Saleeb et al calculated that freedom from valve failure for the Mitroflow group was 100 percent, 53 percent and 18 percent at one year, two years and three years, respectively.
They noted that progression from mild to severe aortic stenosis occurred over a median of six months. Explanted valves showed severe stenosis and in three cases, valve leaflets were stiff with little or no mobility. “The leaflets were virtually fixed in a nearly closed (diastolic) position, leaving only a small effective valve orifice,” they wrote. “The valve leaflets were densely and diffusely calcified.”
Based on their results, the researchers recommended that the Mitroflow valve not be used in children and very young adults who undergo aortic valve replacement. Those already implanted with the device should be monitored closely.
They did not evaluate risk factors, they acknowledged, and because their study was retrospective and small, they could not determine if other valves might be prone to similar failure.

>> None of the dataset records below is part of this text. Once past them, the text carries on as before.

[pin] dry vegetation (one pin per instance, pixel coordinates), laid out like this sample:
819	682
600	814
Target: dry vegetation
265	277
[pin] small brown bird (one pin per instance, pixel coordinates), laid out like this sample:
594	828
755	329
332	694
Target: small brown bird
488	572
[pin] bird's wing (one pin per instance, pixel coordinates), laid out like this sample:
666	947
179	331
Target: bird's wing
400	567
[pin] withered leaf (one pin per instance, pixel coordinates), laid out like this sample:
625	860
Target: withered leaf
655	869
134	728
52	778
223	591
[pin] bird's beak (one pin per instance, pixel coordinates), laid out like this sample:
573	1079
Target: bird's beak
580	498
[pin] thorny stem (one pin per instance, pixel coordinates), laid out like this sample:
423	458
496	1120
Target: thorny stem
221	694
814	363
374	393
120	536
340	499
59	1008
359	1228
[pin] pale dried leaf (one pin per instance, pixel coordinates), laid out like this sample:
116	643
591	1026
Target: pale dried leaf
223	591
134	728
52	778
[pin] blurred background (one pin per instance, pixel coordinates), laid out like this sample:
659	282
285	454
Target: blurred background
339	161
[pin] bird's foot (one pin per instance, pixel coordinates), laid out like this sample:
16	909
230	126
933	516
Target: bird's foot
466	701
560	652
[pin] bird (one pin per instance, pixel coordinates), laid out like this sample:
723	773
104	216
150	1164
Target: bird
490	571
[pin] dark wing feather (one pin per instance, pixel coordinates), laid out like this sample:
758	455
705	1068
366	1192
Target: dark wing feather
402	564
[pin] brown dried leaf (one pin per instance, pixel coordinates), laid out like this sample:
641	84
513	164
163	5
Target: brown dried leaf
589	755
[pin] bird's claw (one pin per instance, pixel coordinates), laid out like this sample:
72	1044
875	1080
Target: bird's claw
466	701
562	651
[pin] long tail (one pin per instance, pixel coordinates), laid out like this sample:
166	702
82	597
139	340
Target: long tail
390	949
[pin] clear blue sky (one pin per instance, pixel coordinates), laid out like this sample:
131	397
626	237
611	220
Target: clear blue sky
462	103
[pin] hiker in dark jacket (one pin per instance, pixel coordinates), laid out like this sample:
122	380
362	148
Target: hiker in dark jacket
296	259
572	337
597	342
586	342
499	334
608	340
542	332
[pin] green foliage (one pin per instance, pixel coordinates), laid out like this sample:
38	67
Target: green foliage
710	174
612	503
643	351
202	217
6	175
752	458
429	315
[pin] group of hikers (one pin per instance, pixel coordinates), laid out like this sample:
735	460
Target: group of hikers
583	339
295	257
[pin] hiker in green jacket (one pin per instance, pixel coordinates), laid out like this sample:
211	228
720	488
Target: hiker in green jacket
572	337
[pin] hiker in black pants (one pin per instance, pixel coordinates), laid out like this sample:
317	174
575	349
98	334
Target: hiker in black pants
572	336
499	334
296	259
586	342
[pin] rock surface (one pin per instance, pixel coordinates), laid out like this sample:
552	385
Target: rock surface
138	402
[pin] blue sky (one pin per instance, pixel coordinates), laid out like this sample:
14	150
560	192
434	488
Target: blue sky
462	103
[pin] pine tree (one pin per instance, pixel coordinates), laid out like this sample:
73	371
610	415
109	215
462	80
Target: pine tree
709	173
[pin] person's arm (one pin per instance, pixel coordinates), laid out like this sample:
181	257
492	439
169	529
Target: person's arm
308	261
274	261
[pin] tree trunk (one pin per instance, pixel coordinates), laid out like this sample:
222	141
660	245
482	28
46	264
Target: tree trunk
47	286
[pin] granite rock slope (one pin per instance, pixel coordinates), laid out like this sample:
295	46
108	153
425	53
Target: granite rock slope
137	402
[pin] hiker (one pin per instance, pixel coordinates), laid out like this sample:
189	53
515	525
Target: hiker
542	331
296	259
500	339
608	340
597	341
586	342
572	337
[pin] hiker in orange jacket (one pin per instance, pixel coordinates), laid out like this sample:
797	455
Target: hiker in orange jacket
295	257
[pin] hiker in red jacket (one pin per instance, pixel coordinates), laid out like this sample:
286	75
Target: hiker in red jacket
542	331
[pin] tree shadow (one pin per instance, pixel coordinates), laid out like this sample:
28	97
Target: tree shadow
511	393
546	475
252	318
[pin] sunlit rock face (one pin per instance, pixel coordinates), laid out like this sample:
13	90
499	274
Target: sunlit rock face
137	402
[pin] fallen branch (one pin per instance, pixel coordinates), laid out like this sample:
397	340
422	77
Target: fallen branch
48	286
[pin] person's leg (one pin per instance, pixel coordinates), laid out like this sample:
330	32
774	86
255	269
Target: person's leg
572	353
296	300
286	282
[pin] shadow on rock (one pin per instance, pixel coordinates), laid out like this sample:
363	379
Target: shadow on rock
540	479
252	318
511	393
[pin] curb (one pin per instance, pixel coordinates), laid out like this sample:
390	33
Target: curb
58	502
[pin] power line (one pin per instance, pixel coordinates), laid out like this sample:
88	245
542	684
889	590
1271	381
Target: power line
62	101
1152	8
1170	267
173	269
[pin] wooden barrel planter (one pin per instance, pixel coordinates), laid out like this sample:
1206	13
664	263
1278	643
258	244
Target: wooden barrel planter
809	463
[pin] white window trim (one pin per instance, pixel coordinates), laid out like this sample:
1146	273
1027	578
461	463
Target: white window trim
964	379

In an accompanying editorial, Robert D.B. Jaquiss, MD, of Children’s Hospital in Durham, N.C., pointed out the drawbacks in using devices in young patients that had been evaluated in clinical trials enrolling primarily middle-age and elderly adults. He added that the Mitroflow valve does not have antimineralization, as the Magna and Magna Ease devices do, which could lead to calcification and accelerate degeneration.
He seconded the authors’ position. “The version of the Mitroflow valve available in the United States should not be implanted in young adults in the future,” he wrote, and physicians with young patients already treated with the valve should begin enhanced surveillance immediately.